You are viewing a plain text version of this content. The canonical link for it is here.

Posted to p-dev@xerces.apache.org by Fredrick Paul Eisele <ph...@netarx.com> on 2002/02/26 14:19:13 UTC

Transcode produces Unicode, which has bugs in perl 5.6.1

I would like some advice, and possibly a change to xerces-perl.
I found a bug in perl-5.6.1 which is related to unicode (actually I found 
several).
An example of which follows:
==================

use Devel::Peek; 

#======================= 
# Something to try out the pattern 
sub try_it { 
  my $pattern = shift; 

  Dump( $pattern ); 

  print STDERR "\ncompiled:\n"; 
  my $re = qr/$pattern/; 
  Dump( $re ); 

  my $match = "Jan 11 14:50:01 10.1.0.1 CRON[15021]: (root) CMD 
(/usr/libexec/atrun)"; 

  if ($match =~ m/$re/) { 
return "Matched\n"; 
  } 
return "Not Matched\n"; 
} 
#======================= 
    
# This first example forces a unicode encoding by pushing a smiley onto the 
string. 
# The smiley is then removed. 
# 
FAILURE: { 
 my $failure = 
   "(?sx)  ( \\d{1,3}\\.\\d{1,3}\\.\\d{1,3}\\.\\d{1,3} )    \\s   CRON .+? 
CMD \\s \\( (\\S+?) \\)  " 
 . "\x{263A}"; 
 chop $failure; 
 print "Pattern which should match but does not\n", try_it( $failure ), "\n"; 
} 

# This sample "works" if the previous sample is commented out. 
# If you didn't notice, the difference is the unicode character. 
# 
SUCCESS: { 
 my $success = 
   "(?sx)  ( \\d{1,3}\\.\\d{1,3}\\.\\d{1,3}\\.\\d{1,3} )    \\s   CRON .+? 
CMD \\s \\( (\\S+?) \\)  "; 
 print "Pattern which should match and does\n", try_it( $success ), "\n"; 
} 

==================
The problem, in this case, causes bad regular expressions to be built.
I have been putting patterns into CDATA sections of xml files and
subsequently compiling them into regular expressions.
I have also had some problems with pack when used to create
snmp streams.
The response to this bug follows:
==================
Bugids(1)
20020225.013
Modified
2002-02-25 21:35:43 

Subject
Re: [ID 20020225.013] Unicode vs. Regex 

Source
andreas.koenig@anima.de

Thanks for your bugreport. The bug you describe has been fixed in the
current development branch and the fix will be in perl 5.8.0.

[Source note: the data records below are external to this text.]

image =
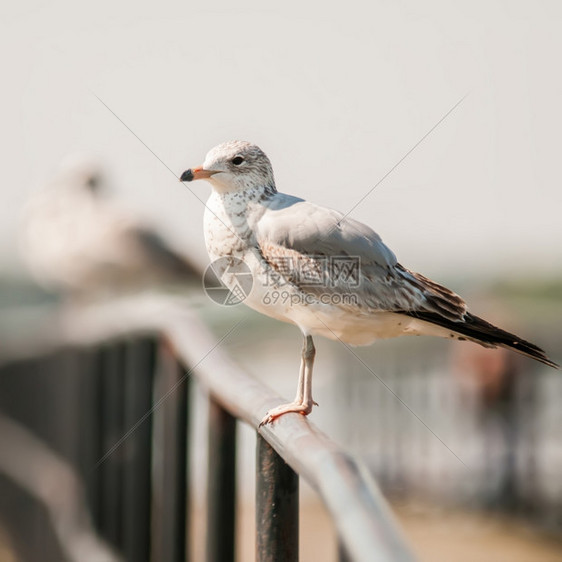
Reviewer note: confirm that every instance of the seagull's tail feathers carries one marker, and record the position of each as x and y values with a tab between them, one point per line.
476	329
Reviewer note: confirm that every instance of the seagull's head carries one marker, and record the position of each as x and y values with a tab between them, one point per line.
234	166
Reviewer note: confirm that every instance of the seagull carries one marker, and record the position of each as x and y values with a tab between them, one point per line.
328	274
78	241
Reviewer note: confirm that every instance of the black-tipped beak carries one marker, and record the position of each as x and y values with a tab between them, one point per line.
198	173
187	175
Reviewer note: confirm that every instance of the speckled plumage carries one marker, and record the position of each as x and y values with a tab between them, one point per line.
248	219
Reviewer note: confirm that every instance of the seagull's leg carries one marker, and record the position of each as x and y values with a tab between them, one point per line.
309	352
303	401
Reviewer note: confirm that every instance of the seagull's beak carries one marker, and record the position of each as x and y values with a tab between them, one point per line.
198	173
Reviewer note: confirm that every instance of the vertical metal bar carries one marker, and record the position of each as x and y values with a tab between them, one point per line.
173	526
277	507
138	450
111	470
342	553
90	442
221	485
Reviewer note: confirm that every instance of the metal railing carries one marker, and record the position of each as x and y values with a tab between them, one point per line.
144	353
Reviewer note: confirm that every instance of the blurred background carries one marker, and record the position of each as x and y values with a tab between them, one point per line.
337	97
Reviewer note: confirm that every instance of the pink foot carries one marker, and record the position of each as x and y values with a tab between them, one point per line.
292	407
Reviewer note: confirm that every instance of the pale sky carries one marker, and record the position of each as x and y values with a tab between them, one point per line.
335	93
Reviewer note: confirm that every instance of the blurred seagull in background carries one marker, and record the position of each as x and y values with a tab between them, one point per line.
76	240
287	242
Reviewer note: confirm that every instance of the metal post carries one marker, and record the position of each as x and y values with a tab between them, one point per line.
112	429
277	507
137	446
221	485
173	524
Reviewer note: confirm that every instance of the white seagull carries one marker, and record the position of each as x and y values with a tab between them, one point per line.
76	240
326	273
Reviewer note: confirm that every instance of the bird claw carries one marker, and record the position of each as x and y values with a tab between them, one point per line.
292	407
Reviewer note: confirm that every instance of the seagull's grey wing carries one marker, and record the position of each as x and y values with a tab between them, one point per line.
318	248
314	230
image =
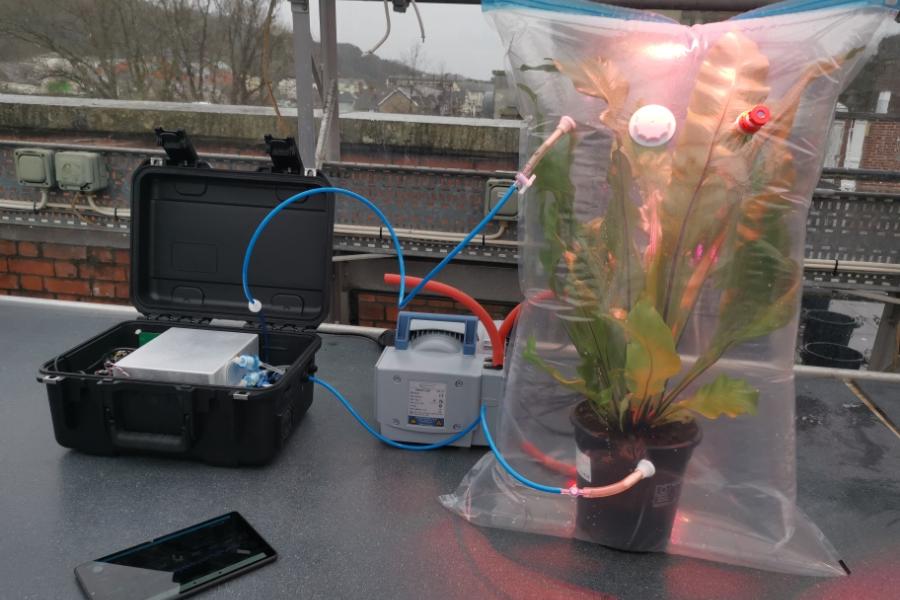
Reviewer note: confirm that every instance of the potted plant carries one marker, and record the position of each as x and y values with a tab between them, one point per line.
703	214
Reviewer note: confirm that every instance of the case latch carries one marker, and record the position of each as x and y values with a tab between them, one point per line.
284	154
180	151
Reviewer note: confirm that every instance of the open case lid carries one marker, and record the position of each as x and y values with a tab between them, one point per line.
190	229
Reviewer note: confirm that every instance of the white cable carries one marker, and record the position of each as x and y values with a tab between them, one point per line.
387	32
419	18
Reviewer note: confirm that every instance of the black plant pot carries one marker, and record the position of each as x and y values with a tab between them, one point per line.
828	326
836	356
640	519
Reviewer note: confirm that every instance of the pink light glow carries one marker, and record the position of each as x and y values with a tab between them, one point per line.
666	51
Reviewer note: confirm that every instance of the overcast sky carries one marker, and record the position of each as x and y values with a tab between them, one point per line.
456	37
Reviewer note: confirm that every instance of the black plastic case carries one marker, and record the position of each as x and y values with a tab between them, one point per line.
190	228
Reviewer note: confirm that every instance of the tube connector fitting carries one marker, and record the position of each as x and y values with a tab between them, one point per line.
573	491
247	361
645	468
566	124
523	182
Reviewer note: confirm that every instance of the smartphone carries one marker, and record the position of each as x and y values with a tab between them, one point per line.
178	564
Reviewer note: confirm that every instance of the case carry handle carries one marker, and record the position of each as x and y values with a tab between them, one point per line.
154	442
145	440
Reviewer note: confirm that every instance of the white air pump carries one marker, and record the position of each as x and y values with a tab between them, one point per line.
432	383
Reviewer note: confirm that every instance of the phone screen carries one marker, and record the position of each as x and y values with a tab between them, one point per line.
177	564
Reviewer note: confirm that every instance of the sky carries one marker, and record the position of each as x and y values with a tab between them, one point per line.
457	37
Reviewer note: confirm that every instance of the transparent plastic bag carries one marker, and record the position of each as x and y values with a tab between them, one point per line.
662	267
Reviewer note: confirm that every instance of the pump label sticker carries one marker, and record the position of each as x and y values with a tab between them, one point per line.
583	465
427	403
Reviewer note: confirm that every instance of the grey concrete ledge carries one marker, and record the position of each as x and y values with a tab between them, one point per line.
72	115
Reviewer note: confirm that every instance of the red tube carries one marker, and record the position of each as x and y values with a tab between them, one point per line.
508	322
513	316
466	300
548	461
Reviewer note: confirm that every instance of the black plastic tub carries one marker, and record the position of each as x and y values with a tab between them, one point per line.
813	301
828	326
640	519
835	356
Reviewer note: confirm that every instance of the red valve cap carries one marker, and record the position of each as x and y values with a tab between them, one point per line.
752	120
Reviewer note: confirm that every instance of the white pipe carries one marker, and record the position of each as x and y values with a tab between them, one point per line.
118	213
847	374
30	206
387	18
418	18
423	234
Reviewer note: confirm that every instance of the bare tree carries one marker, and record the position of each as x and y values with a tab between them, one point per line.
190	50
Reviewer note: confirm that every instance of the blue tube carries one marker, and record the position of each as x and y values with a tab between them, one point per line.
403	298
515	474
459	247
390	442
326	190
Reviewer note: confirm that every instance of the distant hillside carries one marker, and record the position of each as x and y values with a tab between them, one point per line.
354	65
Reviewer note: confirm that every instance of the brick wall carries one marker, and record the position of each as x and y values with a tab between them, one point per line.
379	309
881	152
64	272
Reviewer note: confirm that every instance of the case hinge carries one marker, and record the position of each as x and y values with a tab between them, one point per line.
284	154
177	319
180	151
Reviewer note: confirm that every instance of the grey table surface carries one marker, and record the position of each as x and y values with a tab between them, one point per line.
352	518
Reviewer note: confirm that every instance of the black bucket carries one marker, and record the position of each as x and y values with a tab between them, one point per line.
828	326
640	519
836	356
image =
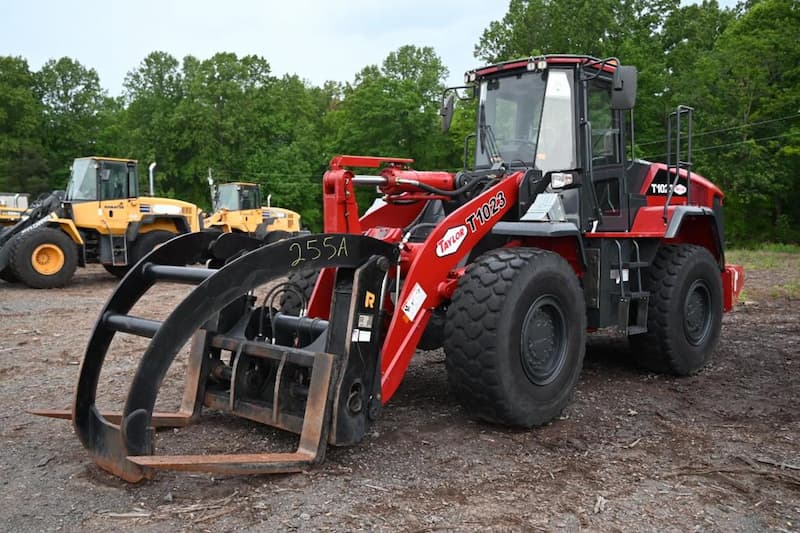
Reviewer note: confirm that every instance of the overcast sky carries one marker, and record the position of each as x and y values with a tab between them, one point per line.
318	40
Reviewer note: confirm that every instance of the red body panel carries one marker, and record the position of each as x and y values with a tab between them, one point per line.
430	269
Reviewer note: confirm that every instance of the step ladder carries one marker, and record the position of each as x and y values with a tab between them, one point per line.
632	298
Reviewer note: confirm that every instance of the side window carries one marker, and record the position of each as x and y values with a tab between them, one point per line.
113	181
605	129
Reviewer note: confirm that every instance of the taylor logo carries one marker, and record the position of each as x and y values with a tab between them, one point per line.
451	242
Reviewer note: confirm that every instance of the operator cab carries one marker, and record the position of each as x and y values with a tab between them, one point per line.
237	196
97	179
561	117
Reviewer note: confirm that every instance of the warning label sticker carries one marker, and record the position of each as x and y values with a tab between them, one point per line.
414	302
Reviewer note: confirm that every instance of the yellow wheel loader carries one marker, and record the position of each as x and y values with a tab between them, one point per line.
237	208
99	219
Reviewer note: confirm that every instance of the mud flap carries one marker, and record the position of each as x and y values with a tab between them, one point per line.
220	316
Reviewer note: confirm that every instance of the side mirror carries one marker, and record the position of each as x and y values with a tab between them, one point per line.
447	112
623	94
563	180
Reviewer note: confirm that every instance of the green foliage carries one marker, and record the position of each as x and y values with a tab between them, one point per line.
737	67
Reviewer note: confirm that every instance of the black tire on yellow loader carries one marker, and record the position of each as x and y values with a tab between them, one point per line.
142	246
43	258
7	275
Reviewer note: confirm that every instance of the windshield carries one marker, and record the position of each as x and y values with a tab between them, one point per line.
117	180
82	181
236	196
228	197
529	120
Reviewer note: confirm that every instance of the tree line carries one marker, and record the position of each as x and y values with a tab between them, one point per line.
738	67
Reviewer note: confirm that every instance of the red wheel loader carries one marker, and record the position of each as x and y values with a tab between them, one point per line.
554	231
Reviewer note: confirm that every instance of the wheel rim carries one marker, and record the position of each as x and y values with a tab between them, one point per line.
697	313
47	259
543	341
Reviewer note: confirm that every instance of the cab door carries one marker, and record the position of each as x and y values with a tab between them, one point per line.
117	188
607	142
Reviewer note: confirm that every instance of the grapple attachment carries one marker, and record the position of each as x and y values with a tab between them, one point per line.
318	377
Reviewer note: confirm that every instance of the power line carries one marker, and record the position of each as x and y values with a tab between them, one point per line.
720	146
731	128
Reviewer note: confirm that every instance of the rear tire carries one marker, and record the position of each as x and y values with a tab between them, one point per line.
684	315
515	336
43	258
305	280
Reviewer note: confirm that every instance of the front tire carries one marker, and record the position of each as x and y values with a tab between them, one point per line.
43	258
684	315
515	336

Numerous bugs in the Unicode sphere have been fixed since 5.6.1. If
you're interested to try out the current development branch, see
perldoc perlhack or just pick a recent snapshot from
    ftp://ftp.funet.fi/pub/languages/perl/snap
and test your code with it.

-- 
andreas

==================
Given that the fixes to these bugs will not be generally available for
a while what can be done in the meantime (I would rather not use
a perl snapshot).
I am thinking that the perl strings returned by the xerces functions 
should be stripped of their UTF-8 nature.
This could be done by supplying a function which does this, much
like transcode already does.
Or maybe an global option which controls the behavior or transcode?
What do you think?

---------------------------------------------------------------------
To unsubscribe, e-mail: xerces-p-dev-unsubscribe@xml.apache.org
For additional commands, e-mail: xerces-p-dev-help@xml.apache.org

Re: Transcode produces Unicode, which has bugs in perl 5.6.1

Posted by "Jason E. Stewart" <ja...@openinformatics.com>.

"Fredrick Paul Eisele" <ph...@netarx.com> writes:

> I would like some advice, and possibly a change to xerces-perl.
> I found a bug in perl-5.6.1 which is related to unicode (actually I found 
> several).

[snip]

> Given that the fixes to these bugs will not be generally available for
> a while what can be done in the meantime (I would rather not use
> a perl snapshot).
>
> I am thinking that the perl strings returned by the xerces functions
> should be stripped of their UTF-8 nature.  This could be done by
> supplying a function which does this, much like transcode already
> does.  Or maybe an global option which controls the behavior or
> transcode?  What do you think?

Hey Frederick Paul,

Yes, as Andreas pointed out Unicode support works but has bugs in
5.6.1. But as far as I can tell, it works flawlessly in 5.7.2. 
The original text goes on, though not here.